If something doesn't feel OK, then I am not going to waste time on it. I am sensitive, not too sensitive, but I do feel things and am a bit of a sponge in that I pick up other people's energy. In choosing self-care, I take control keeping myself safe, shielding myself from negativity which enables me to feel more settled and deal with things on a day to day basis.

The Duke and Duchess of Sussex are currently taking an active role in protecting what they feel is best for their family and for their own happiness, I can't think of a beautiful and more important way to set an example of what self-care looks like. It all just becomes too much sometimes, so choose joy and yes, have the cake, but look after yourself so you can truly enjoy it!

Personal boundaries are guidelines, rules or limits that a person creates to identify reasonable, safe and permissible ways for other people to behave towards them and how they will respond when someone passes those limits. They are built out of a mix of conclusions, beliefs, opinions, attitudes, past experiences and social learning.

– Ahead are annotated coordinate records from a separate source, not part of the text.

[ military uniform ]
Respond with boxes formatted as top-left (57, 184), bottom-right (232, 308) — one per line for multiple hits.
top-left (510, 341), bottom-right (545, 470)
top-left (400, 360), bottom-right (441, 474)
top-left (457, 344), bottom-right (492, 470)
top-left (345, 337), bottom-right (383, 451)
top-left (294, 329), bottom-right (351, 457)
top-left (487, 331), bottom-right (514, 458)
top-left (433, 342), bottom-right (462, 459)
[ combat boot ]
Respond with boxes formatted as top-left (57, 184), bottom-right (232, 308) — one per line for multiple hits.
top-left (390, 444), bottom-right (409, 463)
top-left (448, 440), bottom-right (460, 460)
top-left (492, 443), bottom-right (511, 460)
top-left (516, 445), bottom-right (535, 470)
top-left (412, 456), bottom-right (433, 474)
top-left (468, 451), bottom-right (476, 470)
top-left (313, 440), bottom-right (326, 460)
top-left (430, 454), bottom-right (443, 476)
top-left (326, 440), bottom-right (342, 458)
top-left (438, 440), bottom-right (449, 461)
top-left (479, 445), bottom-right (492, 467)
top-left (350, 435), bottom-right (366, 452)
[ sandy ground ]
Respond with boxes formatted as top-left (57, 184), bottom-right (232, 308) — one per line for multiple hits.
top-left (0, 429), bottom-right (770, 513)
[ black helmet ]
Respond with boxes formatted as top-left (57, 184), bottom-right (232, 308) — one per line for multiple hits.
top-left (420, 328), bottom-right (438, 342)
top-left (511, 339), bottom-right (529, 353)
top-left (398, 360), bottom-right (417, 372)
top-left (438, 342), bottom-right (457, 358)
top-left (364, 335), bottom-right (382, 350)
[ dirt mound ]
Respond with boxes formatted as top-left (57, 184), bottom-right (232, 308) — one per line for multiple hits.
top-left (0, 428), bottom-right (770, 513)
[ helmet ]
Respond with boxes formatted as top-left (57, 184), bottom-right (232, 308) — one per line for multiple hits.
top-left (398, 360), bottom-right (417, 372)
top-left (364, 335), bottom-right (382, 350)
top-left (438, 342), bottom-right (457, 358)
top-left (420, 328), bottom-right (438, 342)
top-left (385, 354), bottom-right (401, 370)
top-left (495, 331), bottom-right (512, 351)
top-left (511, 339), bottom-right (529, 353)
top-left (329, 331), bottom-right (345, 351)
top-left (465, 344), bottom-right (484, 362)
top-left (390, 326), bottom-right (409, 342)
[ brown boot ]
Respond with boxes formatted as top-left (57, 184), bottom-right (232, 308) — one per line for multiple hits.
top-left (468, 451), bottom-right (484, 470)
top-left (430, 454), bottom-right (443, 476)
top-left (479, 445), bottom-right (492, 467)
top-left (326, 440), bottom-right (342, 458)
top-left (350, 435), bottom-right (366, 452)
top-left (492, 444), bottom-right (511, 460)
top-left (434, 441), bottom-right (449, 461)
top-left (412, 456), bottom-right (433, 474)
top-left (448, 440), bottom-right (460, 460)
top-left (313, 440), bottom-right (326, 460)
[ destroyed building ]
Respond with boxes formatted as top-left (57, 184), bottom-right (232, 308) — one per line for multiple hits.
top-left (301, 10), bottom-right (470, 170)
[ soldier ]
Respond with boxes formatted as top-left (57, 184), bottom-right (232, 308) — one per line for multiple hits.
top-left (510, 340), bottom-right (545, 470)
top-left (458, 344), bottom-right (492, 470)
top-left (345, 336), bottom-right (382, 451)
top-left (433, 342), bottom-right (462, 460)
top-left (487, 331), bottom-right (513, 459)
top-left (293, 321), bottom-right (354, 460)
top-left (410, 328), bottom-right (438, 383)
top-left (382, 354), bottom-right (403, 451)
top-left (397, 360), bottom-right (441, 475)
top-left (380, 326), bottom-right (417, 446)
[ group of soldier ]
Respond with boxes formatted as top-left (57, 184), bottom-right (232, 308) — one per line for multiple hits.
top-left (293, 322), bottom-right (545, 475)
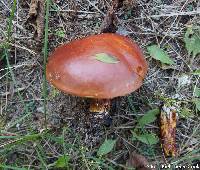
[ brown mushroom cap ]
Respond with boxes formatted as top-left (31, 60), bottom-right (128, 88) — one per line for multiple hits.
top-left (46, 33), bottom-right (147, 99)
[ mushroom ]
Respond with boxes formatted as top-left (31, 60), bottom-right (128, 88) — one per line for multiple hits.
top-left (46, 33), bottom-right (147, 117)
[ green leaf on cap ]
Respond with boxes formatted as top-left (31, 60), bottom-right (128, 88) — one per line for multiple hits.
top-left (147, 45), bottom-right (174, 65)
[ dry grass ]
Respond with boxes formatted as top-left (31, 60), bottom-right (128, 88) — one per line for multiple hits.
top-left (0, 0), bottom-right (200, 169)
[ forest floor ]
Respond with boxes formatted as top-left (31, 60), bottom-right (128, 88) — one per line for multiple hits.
top-left (0, 0), bottom-right (200, 169)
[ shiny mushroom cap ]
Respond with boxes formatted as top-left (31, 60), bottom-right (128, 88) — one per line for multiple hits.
top-left (46, 33), bottom-right (147, 99)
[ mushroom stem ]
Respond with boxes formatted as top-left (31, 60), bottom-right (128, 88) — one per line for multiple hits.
top-left (90, 99), bottom-right (111, 114)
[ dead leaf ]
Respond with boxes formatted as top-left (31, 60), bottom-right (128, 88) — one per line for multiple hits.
top-left (160, 105), bottom-right (177, 156)
top-left (29, 0), bottom-right (45, 41)
top-left (126, 152), bottom-right (151, 170)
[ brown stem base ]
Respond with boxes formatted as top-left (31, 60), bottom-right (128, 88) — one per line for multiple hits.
top-left (89, 99), bottom-right (111, 113)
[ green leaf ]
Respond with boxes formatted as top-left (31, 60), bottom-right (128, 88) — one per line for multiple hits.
top-left (95, 53), bottom-right (119, 64)
top-left (55, 155), bottom-right (70, 168)
top-left (192, 70), bottom-right (200, 76)
top-left (138, 109), bottom-right (160, 127)
top-left (180, 107), bottom-right (194, 118)
top-left (194, 99), bottom-right (200, 111)
top-left (97, 139), bottom-right (116, 156)
top-left (147, 45), bottom-right (175, 65)
top-left (194, 87), bottom-right (200, 97)
top-left (55, 29), bottom-right (65, 38)
top-left (132, 131), bottom-right (159, 145)
top-left (184, 27), bottom-right (200, 57)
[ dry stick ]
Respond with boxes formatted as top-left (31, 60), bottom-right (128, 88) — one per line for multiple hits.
top-left (100, 0), bottom-right (119, 33)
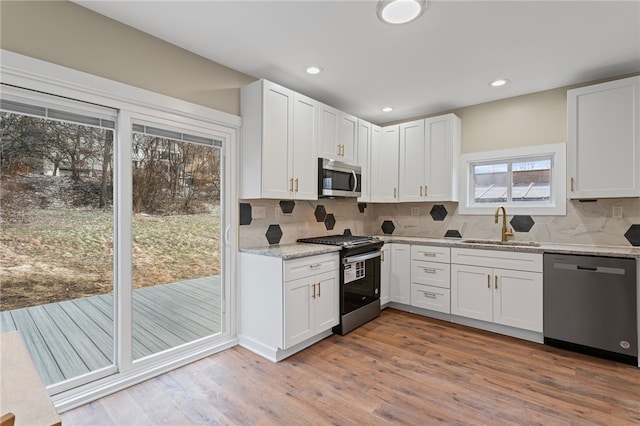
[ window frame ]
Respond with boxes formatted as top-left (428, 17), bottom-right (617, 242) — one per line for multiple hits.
top-left (458, 143), bottom-right (567, 216)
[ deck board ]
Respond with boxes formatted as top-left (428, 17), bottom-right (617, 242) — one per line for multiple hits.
top-left (0, 276), bottom-right (221, 385)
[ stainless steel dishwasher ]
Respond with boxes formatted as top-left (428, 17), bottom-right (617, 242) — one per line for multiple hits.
top-left (543, 253), bottom-right (638, 366)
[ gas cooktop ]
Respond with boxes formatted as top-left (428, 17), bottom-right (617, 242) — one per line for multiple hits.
top-left (298, 235), bottom-right (381, 247)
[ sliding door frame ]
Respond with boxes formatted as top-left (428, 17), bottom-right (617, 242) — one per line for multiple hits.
top-left (0, 50), bottom-right (241, 412)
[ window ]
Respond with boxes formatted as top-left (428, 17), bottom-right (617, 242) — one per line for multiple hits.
top-left (460, 144), bottom-right (566, 215)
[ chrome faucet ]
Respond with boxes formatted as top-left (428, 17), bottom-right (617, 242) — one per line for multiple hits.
top-left (495, 206), bottom-right (513, 243)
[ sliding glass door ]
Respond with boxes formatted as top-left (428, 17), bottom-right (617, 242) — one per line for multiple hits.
top-left (131, 124), bottom-right (224, 360)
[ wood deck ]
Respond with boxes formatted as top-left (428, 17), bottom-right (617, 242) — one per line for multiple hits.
top-left (0, 276), bottom-right (221, 385)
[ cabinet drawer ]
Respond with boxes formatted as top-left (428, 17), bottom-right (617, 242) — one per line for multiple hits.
top-left (451, 248), bottom-right (542, 272)
top-left (411, 284), bottom-right (451, 314)
top-left (411, 260), bottom-right (451, 288)
top-left (411, 245), bottom-right (451, 263)
top-left (283, 253), bottom-right (340, 281)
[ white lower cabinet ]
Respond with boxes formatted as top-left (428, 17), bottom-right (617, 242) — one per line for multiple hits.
top-left (451, 248), bottom-right (542, 332)
top-left (390, 243), bottom-right (411, 305)
top-left (411, 245), bottom-right (451, 314)
top-left (284, 272), bottom-right (340, 349)
top-left (380, 244), bottom-right (393, 307)
top-left (238, 253), bottom-right (340, 361)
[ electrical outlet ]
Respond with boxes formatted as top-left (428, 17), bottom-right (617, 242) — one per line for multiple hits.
top-left (611, 207), bottom-right (622, 218)
top-left (251, 206), bottom-right (267, 219)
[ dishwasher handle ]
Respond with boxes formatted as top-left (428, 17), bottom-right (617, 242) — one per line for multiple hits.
top-left (553, 262), bottom-right (625, 275)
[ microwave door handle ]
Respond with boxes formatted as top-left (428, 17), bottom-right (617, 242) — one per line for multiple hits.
top-left (351, 170), bottom-right (358, 193)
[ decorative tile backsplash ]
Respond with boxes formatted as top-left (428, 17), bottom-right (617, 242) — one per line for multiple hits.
top-left (240, 198), bottom-right (640, 248)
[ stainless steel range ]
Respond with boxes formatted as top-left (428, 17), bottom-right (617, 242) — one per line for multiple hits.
top-left (298, 235), bottom-right (384, 335)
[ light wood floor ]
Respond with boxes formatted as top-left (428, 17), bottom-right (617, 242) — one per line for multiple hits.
top-left (62, 309), bottom-right (640, 426)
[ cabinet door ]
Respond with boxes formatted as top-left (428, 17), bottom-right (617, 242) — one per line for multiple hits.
top-left (567, 76), bottom-right (640, 198)
top-left (380, 244), bottom-right (393, 306)
top-left (311, 271), bottom-right (340, 334)
top-left (423, 114), bottom-right (460, 201)
top-left (451, 265), bottom-right (493, 322)
top-left (358, 120), bottom-right (372, 203)
top-left (338, 112), bottom-right (358, 164)
top-left (289, 93), bottom-right (318, 200)
top-left (493, 269), bottom-right (542, 332)
top-left (318, 103), bottom-right (342, 160)
top-left (371, 124), bottom-right (400, 203)
top-left (398, 120), bottom-right (425, 201)
top-left (390, 244), bottom-right (411, 305)
top-left (283, 276), bottom-right (315, 349)
top-left (262, 81), bottom-right (293, 199)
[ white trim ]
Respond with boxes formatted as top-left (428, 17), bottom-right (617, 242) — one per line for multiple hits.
top-left (0, 50), bottom-right (241, 412)
top-left (458, 143), bottom-right (567, 216)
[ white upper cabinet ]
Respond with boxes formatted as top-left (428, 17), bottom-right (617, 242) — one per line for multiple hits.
top-left (567, 76), bottom-right (640, 199)
top-left (370, 124), bottom-right (400, 203)
top-left (358, 120), bottom-right (372, 203)
top-left (398, 114), bottom-right (461, 202)
top-left (241, 80), bottom-right (318, 200)
top-left (318, 103), bottom-right (358, 164)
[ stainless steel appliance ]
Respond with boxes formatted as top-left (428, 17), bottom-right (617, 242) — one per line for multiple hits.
top-left (543, 253), bottom-right (638, 365)
top-left (318, 158), bottom-right (362, 197)
top-left (298, 235), bottom-right (384, 335)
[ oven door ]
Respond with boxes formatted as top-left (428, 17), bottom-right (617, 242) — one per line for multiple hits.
top-left (340, 250), bottom-right (380, 315)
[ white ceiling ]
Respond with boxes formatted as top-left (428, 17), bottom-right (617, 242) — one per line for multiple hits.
top-left (76, 0), bottom-right (640, 124)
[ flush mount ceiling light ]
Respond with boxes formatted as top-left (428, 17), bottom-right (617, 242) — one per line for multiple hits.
top-left (306, 65), bottom-right (322, 75)
top-left (489, 78), bottom-right (509, 87)
top-left (376, 0), bottom-right (427, 24)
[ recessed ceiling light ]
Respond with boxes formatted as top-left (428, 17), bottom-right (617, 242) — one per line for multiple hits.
top-left (376, 0), bottom-right (427, 24)
top-left (307, 65), bottom-right (322, 75)
top-left (489, 78), bottom-right (509, 87)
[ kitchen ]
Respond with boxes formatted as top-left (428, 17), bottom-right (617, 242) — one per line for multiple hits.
top-left (3, 0), bottom-right (638, 424)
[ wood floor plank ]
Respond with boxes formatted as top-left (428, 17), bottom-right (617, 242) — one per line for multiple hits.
top-left (63, 309), bottom-right (640, 426)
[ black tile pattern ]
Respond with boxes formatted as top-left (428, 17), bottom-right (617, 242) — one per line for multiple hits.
top-left (444, 229), bottom-right (462, 238)
top-left (380, 220), bottom-right (396, 234)
top-left (429, 204), bottom-right (447, 221)
top-left (313, 204), bottom-right (327, 222)
top-left (624, 224), bottom-right (640, 247)
top-left (280, 200), bottom-right (296, 214)
top-left (240, 203), bottom-right (253, 225)
top-left (509, 215), bottom-right (535, 232)
top-left (324, 213), bottom-right (336, 231)
top-left (264, 225), bottom-right (282, 244)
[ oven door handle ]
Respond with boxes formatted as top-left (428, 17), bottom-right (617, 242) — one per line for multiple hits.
top-left (342, 250), bottom-right (382, 265)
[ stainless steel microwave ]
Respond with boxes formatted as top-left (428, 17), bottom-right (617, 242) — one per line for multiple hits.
top-left (318, 158), bottom-right (362, 197)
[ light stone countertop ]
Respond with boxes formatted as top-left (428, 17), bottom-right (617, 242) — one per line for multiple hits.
top-left (240, 235), bottom-right (640, 260)
top-left (377, 235), bottom-right (640, 258)
top-left (240, 243), bottom-right (341, 260)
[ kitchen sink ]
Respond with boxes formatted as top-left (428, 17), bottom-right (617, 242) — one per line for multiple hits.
top-left (461, 240), bottom-right (540, 247)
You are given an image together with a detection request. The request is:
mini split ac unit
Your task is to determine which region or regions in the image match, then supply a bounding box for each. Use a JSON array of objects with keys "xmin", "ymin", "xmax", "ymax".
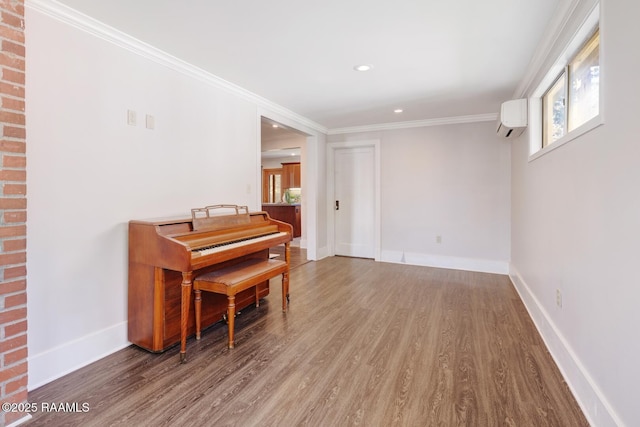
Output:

This concept or life skill has been widely referenced in self-help books and used in the counselling profession since the mid-1980s.

By looking after ourselves, after a while, it becomes the norm.

So much so that the law of attraction applies, and our boundaries can naturally be seen and felt. I have seen things written such as, you can't change others, but you can change yourself. While this is true, I don't want you to change, I want to remind you to consider paying closer attention to yourself, practice self-care and put things in place to support your needs for how you want to feel.

Reaching out for help and practicing kindness is self-care, it automatically helps soothe anxiety because you are taking an active role in supporting you, as you become more self-aware.